Solange die katholischen Pächter Einfluss in Zella hatten, war das Chor der Kirche noch zu gottesdienstlichen Zwecken eingerichtet und durch eine Bretterwand von dem übrigen als Wagenremise bzw. Scheune eingerichteten Teile der Kirche getrennt. In dem kirchlichen Zwecke dienenden Chore befanden sich noch ein mit altertümlichen Gedecken behangener Altar und wertvolle Ölgemälde. Die ganze Einrichtung bewahrt noch immer viel altertümlichen Geist. Hier feierte Propst Zander in den ersten Jahrzehnten regelmäßig, als neunzigjähriger Greis, noch sehr häufig das hl. Messopfer mit seinem Ministranten Br. Gottfried. Regelmäßig besuchte auch die Familie Herzberg den Gottesdienst und benutzte die in Zella verbliebenen Chorstühle, auch unseren Äbtissinnenstuhl. Im Jahre 1847 verließ Friedrich Herzberg nach Ablauf der Pachtzeit Zella. Der bereits 90-jährige Priestergreis Coelestinus Zander wollte nun auch nicht länger hier bleiben. Er begab sich zu seinem Neffen, dem Pfarrer und Schulinspektor Gebhardt in Jützenbach. Dort starb er am 22. November 1849, 91 Jahre alt, an Heimweh nach dem alten Friedenspring im engen Waldtale, in dem er 53 Jahre seines langen Lebens Gott diente. Mit ihm ging der letzte Pater von Gerode, der letzte Ordenspriester der alten eichsfeldischen Klöster dahin.
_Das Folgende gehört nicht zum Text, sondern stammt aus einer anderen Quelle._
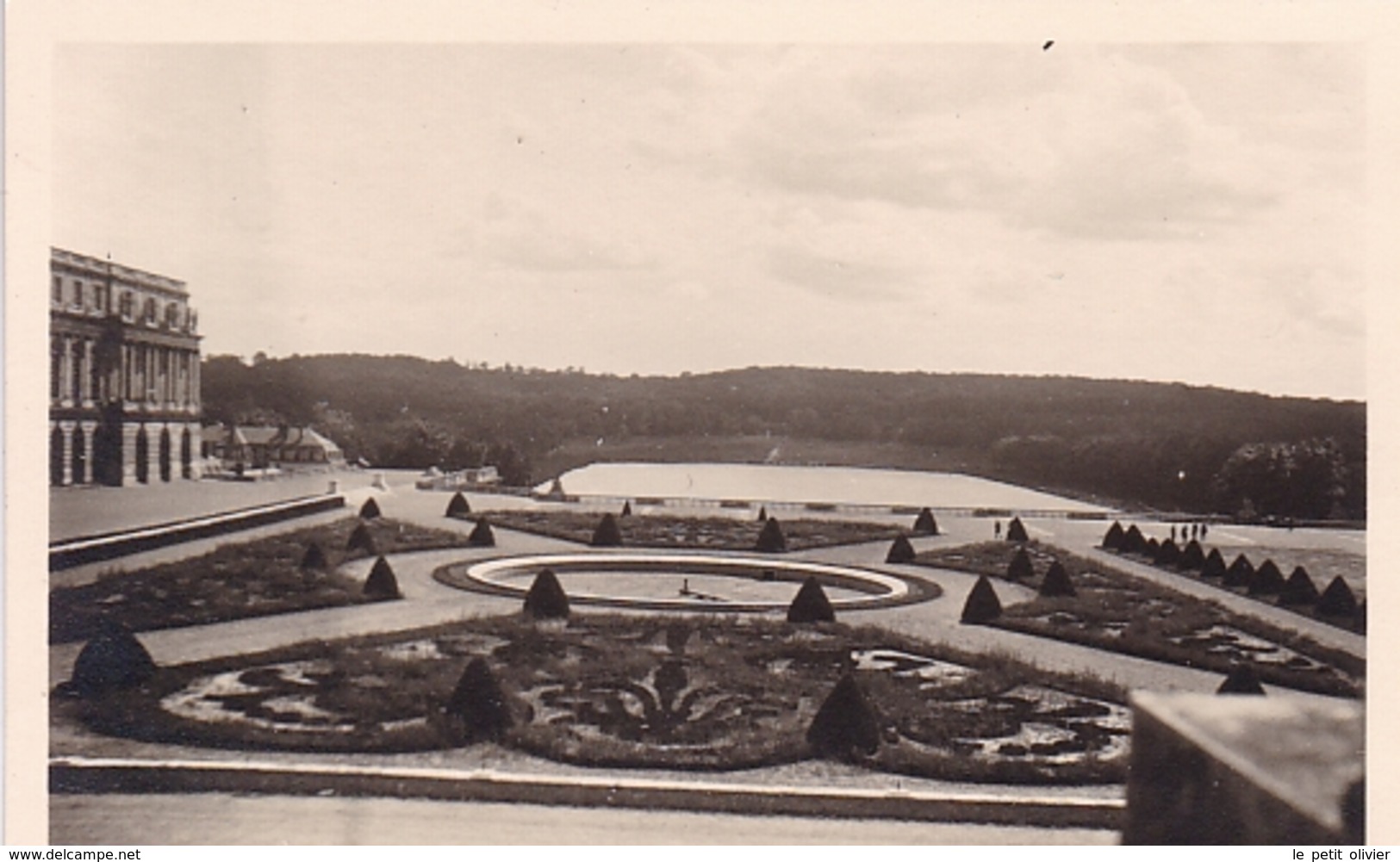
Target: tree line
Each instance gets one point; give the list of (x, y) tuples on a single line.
[(1160, 445)]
Nun herrschte ein anderer Geist im ehemaligen Kloster. Administrator Achilles verwaltete für die Besitzer Lutteroth und Röbling das Klostergut. Die altehrwürdige Klosterkirche erlitt ihre tiefste Schmach. Sie wurde als Schweinestall und die Empore weiterhin als Scheune benutzt. Der bisher für gottesdienstliche Zwecke hergerichtete Teil wurde ebenfalls dem oben genannten Zwecke zugeführt. Die kirchlichen Einrichtungsgegenstände wurden aus der Kirche entfernt. Drei große Chorstühle, darunter der Äbtissinnenstuhl, einige Kniebänke und andere kirchliche Gegenstände wanderten in die Gerümpelecke des Klosterhofes, wo sie dem Verfall preisgegeben wären.
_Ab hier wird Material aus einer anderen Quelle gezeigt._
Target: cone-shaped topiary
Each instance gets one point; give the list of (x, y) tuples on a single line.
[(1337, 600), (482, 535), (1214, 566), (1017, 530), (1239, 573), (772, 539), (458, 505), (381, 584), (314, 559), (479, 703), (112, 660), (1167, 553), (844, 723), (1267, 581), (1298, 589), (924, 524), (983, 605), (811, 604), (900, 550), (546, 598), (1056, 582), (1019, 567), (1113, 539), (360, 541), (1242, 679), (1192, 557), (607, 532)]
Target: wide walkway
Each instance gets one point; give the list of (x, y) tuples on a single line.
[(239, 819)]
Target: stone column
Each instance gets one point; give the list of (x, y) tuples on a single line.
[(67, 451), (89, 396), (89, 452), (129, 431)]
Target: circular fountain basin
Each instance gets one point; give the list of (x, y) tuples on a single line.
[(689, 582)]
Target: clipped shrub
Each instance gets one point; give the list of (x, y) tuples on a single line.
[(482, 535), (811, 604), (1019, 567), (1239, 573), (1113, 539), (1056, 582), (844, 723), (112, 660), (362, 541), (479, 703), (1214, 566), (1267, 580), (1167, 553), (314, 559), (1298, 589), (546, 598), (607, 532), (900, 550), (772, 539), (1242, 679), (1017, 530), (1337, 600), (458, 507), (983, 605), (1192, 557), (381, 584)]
Im Frühling 1847 weilte der Besitzer Zellas, Wilhelm Lutteroth, längere Zeit dort. Damals lud er den erst seit dem 1. Juli 1846 in Struth amtierenden Pfarrer Peter Leineweber zu Tisch. Bei dieser Gelegenheit wünschte Lutteroth, mit dem Pfarrer die oben genannten Kirchenstühle zu besichtigen, die er der Struther Kirche zu schenken beabsichtigte. Leineweber folgte der in einem sehr freundlichen Tone gehaltenen Einladung nicht. Wahrscheinlich bewog ihn das gespannte Verhältnis zwischen Lutteroth und dem Dorf Struth, das durch die Beseitigung alter Gerechtsame aus der Klosterzeit seitens der neuen Besitzer Zellas und durch die Rechtsstreitigkeiten um die Wallfahrtskapelle auf dem Annaberge heraufbeschworen war, von Zella fernzubleiben.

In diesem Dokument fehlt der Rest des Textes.